STEM Update #1: What’s an IPA? What’s a Golden Ticket?

Tuesday, March 14, 2023

Dear IIS Community,

 

Happy Pi Day! I’ve been serving as the Division Director for Information and Intelligent Systems for the past 8 and a half months. It’s been super interesting to be at NSF, learning about how the organization does its business and doing what I can to support all you fabulous researchers who are carrying out amazing work in artificial intelligence, human-computer interaction, data management and analytics, and the related topics that fall under the IIS umbrella.

 

With this message, I’m kicking off another (another!?) communication channel between NSF and the research community. I’m sure no one wants more email, but let me explain.

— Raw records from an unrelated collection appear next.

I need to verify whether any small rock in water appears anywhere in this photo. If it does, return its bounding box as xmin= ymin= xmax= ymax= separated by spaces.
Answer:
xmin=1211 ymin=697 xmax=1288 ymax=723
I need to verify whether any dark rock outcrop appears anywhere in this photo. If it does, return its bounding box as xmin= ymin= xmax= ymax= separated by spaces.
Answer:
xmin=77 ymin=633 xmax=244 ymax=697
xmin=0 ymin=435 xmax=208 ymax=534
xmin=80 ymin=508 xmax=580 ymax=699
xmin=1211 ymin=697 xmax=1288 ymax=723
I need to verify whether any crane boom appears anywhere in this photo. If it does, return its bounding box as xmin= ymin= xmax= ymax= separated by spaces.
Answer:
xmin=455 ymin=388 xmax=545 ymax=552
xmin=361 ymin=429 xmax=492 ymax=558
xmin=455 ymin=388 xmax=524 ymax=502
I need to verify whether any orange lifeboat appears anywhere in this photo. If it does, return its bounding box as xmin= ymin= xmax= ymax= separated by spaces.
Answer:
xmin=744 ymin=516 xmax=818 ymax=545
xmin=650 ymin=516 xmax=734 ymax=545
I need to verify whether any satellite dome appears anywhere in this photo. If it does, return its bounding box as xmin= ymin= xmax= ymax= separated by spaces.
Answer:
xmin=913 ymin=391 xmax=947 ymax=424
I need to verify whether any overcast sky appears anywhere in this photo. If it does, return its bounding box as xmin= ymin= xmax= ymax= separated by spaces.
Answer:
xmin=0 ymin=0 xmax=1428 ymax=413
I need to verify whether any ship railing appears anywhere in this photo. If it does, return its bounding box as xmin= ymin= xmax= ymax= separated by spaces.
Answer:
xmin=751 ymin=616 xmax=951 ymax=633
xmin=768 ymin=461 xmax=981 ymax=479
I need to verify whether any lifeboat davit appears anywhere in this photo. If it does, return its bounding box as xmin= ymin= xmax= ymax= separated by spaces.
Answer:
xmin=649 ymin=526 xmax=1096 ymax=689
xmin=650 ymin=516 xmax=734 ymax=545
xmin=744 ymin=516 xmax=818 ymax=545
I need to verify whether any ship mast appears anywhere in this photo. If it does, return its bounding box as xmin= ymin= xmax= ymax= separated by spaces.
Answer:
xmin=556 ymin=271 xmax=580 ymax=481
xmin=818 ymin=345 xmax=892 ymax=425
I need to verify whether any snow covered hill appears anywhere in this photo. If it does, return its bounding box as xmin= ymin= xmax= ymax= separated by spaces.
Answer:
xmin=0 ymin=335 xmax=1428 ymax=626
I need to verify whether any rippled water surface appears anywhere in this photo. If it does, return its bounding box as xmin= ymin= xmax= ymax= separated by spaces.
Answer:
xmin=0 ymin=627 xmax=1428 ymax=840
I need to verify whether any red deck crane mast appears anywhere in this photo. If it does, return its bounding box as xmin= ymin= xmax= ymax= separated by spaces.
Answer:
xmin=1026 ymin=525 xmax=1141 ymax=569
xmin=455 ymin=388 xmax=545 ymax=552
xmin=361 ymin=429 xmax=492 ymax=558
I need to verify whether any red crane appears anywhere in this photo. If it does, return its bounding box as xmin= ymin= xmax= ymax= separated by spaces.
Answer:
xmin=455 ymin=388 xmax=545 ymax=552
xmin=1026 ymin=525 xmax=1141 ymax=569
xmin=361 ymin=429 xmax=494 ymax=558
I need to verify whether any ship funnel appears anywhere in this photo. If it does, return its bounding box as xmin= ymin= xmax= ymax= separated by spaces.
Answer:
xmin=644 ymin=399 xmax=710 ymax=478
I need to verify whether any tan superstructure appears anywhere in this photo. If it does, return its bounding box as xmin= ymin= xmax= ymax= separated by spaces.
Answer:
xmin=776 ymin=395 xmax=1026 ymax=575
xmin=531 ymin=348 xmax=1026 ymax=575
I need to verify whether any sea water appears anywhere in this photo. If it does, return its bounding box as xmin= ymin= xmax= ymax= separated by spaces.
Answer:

At NSF, I’m considered an IPA. I thought that stood for “India Pale Ale”, but in this context it means “Intergovernmental Personnel Act”. It basically means I am here for a limited time (2 to 4 years) while “on loan” from my home institution (Brown University’s CS department). Roughly half of the scientific staff at NSF are IPAs, from Program Officers, through Division Directors like me, and on up. You may wonder, why does NSF mix regular employees (aka “Feds”) with external people (IPAs)? I think one of the main reasons is that IPAs can help bridge the distance between the government bureaucracy and the academic scholars whose mission it is to serve. To put it simply, I can help translate between NSF and you.

 

So, on the Second Tuesday Every Month (STEM!), I’ll send out a message like this with the goal of helping to convey something about NSF that might be useful to you. In exchange, I hope you feel empowered to send me questions/comments/concerns that I might be able to address on behalf of the research community. Since I’m still on the faculty mailing list at Brown, I have one source of information about what’s on people’s minds. For example, one of my colleagues there shared a link to a Nature article that said that NSF is considering changing the review process to allow for Golden Tickets, a kind of unilateral reviewer override that can be used to rescue proposals that are exciting but maybe strike some reviewers as too risky. Is this true? The article quotes Erwin Gianchandani, who used to be part of our CISE directorate, but now heads up the Directorate for Technology, Innovation and Partnerships (TIP). So, I asked him. He told me that the new Chips and Science Act explicitly directs him, in this role, to develop and test "diverse merit-review models and mechanisms". So, yes, it’s something that’s being looked at. But it’s not close to being used for CISE panels. There’s more developing and testing that’s going to happen, presumably in TIP first.

 

Maybe that’s helpful. But maybe there’s something else on your mind. Let me know! Until then, I’ll be on the lookout for information to share.